The FDA approval is based on results from the Phase 3 iLLUMINATE (PCYC-1130) study, which showed the combination of IMBRUVICA plus obinutuzumab significantly improved progression-free survival (PFS) compared to chlorambucil plus obinutuzumab in previously untreated CLL/SLL patients who were 65 years or older, or less than 65 years old with coexisting conditions. Patients treated in the IMBRUVICA arm experienced a 77 percent reduction in risk of progression or death compared to the chlorambucil plus obinutuzumab arm (hazard ratio [HR] 0.23; 95% confidence interval [CI]: 0.15-0.37; P<0.0001). The chemotherapy-free, anti-CD20 combination regimen also showed an 85 percent reduction in risk of progression or death compared to chlorambucil plus obinutuzumab (HR 0.15; 95% CI: 0.09-0.27) when evaluating PFS in patients with high-risk disease (17p deletion/TP53 mutation, 11q deletion, or unmutated IGHV). The data were recently presented in an oral session at the 2018 American Society of Hematology (ASH) Annual Meeting and simultaneously published in The Lancet Oncology.
We are living in a time of significant advances in cancer treatment, particularly in blood cancers, and this latest IMBRUVICA FDA approval is an example. I am proud that we can now give physicians and patients a new option to treat CLL and SLL without the need for chemotherapy,
said Danelle James, M.D., M.A.S., Head of Clinical Science, Pharmacyclics LLC, an AbbVie company.
The FDA also updated the IMBRUVICA label to include additional long-term efficacy follow-up supporting its use as a single agent in CLL/SLL from the Phase 3 RESONATETM (PCYC-1112) and RESONATETM-2 (PCYC-1115, PCYC-1116) international studies.

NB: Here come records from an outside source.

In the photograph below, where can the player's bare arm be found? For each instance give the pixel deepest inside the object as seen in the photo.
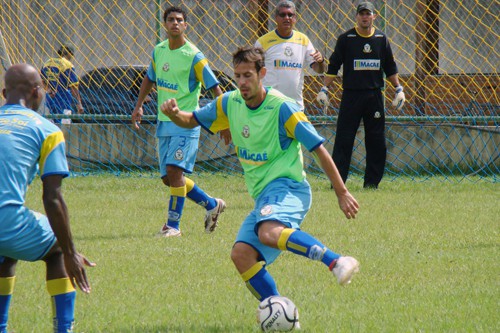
(146, 87)
(347, 202)
(319, 65)
(57, 213)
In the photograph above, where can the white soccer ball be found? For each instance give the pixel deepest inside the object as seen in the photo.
(277, 314)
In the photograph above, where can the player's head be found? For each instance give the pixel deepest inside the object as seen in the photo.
(285, 16)
(174, 9)
(23, 85)
(249, 69)
(175, 22)
(365, 14)
(66, 50)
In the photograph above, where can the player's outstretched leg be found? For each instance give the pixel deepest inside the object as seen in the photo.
(214, 206)
(175, 208)
(6, 289)
(300, 242)
(63, 297)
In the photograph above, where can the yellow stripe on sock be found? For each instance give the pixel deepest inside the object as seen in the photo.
(285, 234)
(59, 286)
(252, 271)
(252, 290)
(189, 184)
(7, 285)
(178, 191)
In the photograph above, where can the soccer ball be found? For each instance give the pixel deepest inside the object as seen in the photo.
(277, 314)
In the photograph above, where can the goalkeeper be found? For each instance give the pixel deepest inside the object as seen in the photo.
(366, 55)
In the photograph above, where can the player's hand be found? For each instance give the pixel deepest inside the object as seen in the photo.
(137, 116)
(75, 268)
(317, 56)
(399, 99)
(348, 205)
(225, 135)
(322, 97)
(170, 108)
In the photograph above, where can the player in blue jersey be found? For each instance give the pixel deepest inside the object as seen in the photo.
(30, 144)
(178, 69)
(61, 82)
(267, 130)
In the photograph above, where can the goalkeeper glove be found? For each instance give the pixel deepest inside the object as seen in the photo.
(322, 97)
(399, 99)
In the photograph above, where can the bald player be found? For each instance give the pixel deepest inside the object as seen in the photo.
(30, 144)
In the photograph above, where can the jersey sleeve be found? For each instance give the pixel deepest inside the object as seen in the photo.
(336, 59)
(53, 156)
(213, 116)
(151, 73)
(310, 49)
(203, 72)
(295, 125)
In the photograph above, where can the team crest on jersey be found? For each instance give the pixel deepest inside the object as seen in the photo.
(288, 51)
(246, 131)
(266, 210)
(179, 155)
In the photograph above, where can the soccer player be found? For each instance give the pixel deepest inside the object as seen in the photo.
(366, 55)
(61, 82)
(287, 53)
(178, 69)
(268, 130)
(29, 144)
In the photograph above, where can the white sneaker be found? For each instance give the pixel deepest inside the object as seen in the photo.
(167, 231)
(212, 216)
(344, 269)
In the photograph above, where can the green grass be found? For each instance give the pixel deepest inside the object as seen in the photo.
(428, 251)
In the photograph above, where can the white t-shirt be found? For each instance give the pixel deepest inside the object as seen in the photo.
(285, 62)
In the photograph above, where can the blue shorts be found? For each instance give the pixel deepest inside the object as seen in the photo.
(177, 150)
(26, 235)
(283, 200)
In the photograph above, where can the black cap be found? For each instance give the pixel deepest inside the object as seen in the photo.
(365, 6)
(66, 49)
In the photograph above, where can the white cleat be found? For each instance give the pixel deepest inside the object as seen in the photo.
(344, 269)
(167, 231)
(212, 216)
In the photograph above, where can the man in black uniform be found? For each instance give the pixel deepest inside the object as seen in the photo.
(366, 55)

Warnings and Precautions include: hemorrhage, infections, cytopenias, cardiac arrhythmias, hypertension, second primary malignancies, tumor lysis syndrome, and embryo-fetal toxicity. The most common adverse reactions (occurring in 20% or more of patients) of all grades in patients treated with IMBRUVICA plus obinutuzumab in the iLLUMINATE study were neutropenia (48%), thrombocytopenia (36%), rash (36%), diarrhea (34%), musculoskeletal pain (33%), bruising (32%), cough (27%), infusion related reaction (25%), hemorrhage (25%), and arthralgia (22%).

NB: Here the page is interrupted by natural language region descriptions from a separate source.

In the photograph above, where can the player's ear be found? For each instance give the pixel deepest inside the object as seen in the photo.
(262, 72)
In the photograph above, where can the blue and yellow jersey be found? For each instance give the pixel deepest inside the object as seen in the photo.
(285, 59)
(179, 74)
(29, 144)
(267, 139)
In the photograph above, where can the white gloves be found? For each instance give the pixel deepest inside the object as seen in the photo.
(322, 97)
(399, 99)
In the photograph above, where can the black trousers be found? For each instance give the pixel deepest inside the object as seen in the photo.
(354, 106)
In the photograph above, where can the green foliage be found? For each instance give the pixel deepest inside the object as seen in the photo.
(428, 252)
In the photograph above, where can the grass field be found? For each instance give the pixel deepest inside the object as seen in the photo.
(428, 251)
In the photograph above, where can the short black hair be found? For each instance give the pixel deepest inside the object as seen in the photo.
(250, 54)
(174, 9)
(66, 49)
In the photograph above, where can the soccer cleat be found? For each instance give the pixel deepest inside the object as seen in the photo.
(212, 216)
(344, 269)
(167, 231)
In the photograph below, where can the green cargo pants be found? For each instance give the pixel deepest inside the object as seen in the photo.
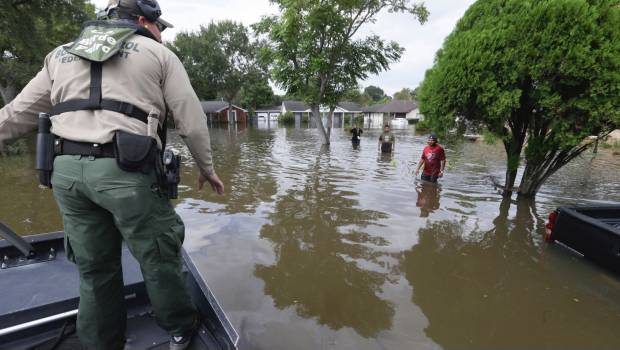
(101, 206)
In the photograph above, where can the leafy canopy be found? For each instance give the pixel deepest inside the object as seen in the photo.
(30, 29)
(546, 70)
(218, 58)
(314, 50)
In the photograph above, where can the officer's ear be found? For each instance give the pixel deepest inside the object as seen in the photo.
(142, 21)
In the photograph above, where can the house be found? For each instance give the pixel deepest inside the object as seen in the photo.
(396, 113)
(301, 111)
(270, 113)
(217, 112)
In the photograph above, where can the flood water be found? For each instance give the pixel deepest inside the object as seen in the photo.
(340, 248)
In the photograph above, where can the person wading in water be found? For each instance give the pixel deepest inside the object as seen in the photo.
(433, 160)
(356, 135)
(387, 142)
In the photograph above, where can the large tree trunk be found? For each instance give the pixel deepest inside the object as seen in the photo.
(230, 117)
(330, 122)
(8, 93)
(319, 124)
(539, 170)
(513, 155)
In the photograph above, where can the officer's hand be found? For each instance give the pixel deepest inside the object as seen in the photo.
(214, 181)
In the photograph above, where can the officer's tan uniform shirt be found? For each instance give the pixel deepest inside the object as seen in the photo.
(144, 73)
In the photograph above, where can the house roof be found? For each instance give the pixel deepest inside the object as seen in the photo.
(395, 106)
(217, 106)
(295, 106)
(350, 106)
(270, 109)
(372, 109)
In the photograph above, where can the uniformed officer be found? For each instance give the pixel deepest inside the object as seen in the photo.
(114, 78)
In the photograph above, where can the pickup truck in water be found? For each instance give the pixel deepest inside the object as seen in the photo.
(593, 232)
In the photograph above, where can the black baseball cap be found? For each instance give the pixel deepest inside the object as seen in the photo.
(132, 8)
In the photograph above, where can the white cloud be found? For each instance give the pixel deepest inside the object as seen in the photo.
(420, 41)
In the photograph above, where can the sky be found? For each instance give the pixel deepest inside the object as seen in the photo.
(420, 41)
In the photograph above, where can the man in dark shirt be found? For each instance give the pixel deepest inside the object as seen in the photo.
(387, 142)
(356, 135)
(433, 160)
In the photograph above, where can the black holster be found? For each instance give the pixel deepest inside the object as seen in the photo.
(45, 150)
(135, 153)
(172, 174)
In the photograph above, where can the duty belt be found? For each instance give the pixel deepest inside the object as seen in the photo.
(66, 147)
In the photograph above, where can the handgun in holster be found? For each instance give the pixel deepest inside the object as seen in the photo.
(172, 175)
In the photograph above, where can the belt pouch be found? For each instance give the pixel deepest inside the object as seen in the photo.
(45, 151)
(135, 152)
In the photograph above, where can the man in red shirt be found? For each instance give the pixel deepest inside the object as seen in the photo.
(433, 159)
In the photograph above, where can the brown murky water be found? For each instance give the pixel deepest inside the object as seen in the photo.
(340, 248)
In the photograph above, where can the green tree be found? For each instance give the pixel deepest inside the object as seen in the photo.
(541, 75)
(218, 58)
(256, 91)
(405, 94)
(315, 49)
(30, 29)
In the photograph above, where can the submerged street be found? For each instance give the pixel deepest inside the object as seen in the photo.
(341, 248)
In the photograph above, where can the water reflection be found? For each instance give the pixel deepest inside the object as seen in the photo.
(428, 197)
(25, 206)
(243, 163)
(326, 267)
(500, 279)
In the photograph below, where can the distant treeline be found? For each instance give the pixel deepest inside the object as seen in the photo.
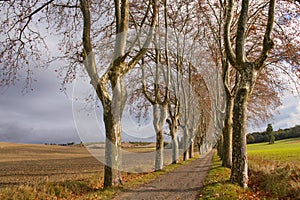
(280, 134)
(64, 144)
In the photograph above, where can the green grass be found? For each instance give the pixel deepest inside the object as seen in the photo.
(218, 186)
(275, 168)
(282, 151)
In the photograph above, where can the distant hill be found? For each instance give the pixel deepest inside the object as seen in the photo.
(280, 134)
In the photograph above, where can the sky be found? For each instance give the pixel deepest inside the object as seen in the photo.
(45, 114)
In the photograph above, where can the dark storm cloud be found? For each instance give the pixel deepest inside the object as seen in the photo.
(44, 115)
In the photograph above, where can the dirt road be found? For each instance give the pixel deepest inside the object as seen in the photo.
(183, 183)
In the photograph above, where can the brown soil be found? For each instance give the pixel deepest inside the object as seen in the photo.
(31, 164)
(183, 183)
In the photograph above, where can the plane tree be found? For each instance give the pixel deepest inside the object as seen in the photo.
(81, 27)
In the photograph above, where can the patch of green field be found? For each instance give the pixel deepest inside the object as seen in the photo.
(282, 151)
(218, 186)
(274, 168)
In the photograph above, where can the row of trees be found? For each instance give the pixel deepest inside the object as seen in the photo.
(182, 57)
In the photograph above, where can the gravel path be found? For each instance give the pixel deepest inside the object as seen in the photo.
(184, 183)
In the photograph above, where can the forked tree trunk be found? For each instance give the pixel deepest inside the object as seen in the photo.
(239, 170)
(227, 134)
(112, 119)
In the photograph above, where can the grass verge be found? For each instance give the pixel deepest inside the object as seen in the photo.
(274, 169)
(218, 186)
(88, 188)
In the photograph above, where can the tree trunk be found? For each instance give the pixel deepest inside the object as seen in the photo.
(112, 151)
(175, 145)
(159, 159)
(185, 144)
(191, 149)
(239, 170)
(220, 146)
(112, 119)
(227, 134)
(160, 116)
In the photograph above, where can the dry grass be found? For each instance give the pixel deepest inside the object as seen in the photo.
(54, 172)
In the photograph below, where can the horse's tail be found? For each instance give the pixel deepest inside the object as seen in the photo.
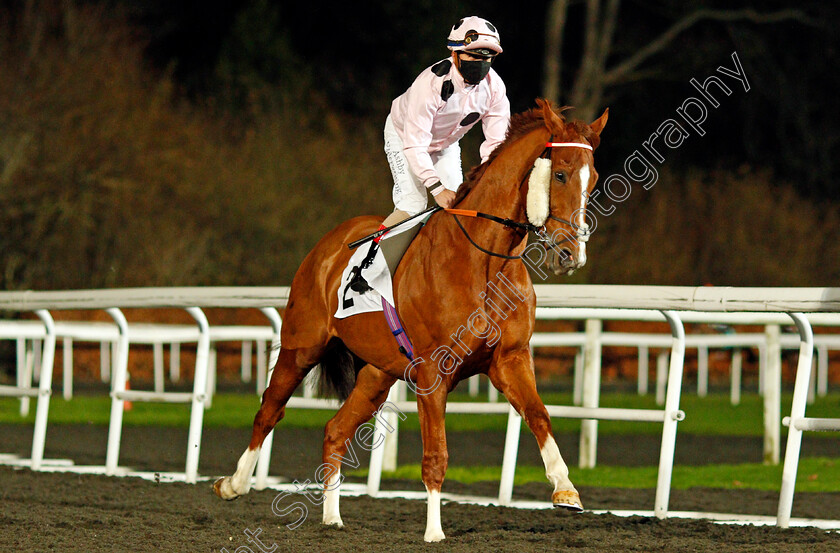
(337, 370)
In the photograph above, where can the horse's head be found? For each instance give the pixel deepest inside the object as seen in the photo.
(559, 185)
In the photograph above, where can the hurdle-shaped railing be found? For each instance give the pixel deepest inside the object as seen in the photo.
(664, 299)
(769, 344)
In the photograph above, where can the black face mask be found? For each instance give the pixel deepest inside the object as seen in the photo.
(474, 71)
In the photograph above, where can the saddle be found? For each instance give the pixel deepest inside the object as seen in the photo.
(367, 282)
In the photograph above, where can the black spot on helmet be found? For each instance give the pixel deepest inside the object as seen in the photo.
(442, 67)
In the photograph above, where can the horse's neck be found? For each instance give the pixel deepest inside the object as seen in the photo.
(499, 193)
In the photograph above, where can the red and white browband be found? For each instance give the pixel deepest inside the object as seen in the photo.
(569, 144)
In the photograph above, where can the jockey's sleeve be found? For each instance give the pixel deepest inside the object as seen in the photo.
(422, 103)
(495, 122)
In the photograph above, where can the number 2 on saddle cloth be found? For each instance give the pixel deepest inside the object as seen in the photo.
(392, 247)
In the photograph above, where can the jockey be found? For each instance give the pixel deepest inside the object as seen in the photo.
(425, 124)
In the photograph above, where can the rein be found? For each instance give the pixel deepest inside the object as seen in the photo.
(542, 235)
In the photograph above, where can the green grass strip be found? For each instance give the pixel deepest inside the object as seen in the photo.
(815, 474)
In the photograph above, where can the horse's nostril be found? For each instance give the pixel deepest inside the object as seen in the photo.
(565, 255)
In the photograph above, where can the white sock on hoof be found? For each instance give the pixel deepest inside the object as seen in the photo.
(331, 496)
(434, 531)
(241, 479)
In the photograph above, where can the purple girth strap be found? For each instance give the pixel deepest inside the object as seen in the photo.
(397, 330)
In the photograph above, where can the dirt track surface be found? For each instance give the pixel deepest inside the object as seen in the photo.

The recommended dose of IMBRUVICA for CLL/SLL is 420 mg orally once daily until disease progression or unacceptable toxicity as a single agent or in combination with obinutuzumab, or BR. When administering IMBRUVICA in combination with rituximab or obinutuzumab, consider administering IMBRUVICA prior to rituximab or obinutuzumab when given on the same day.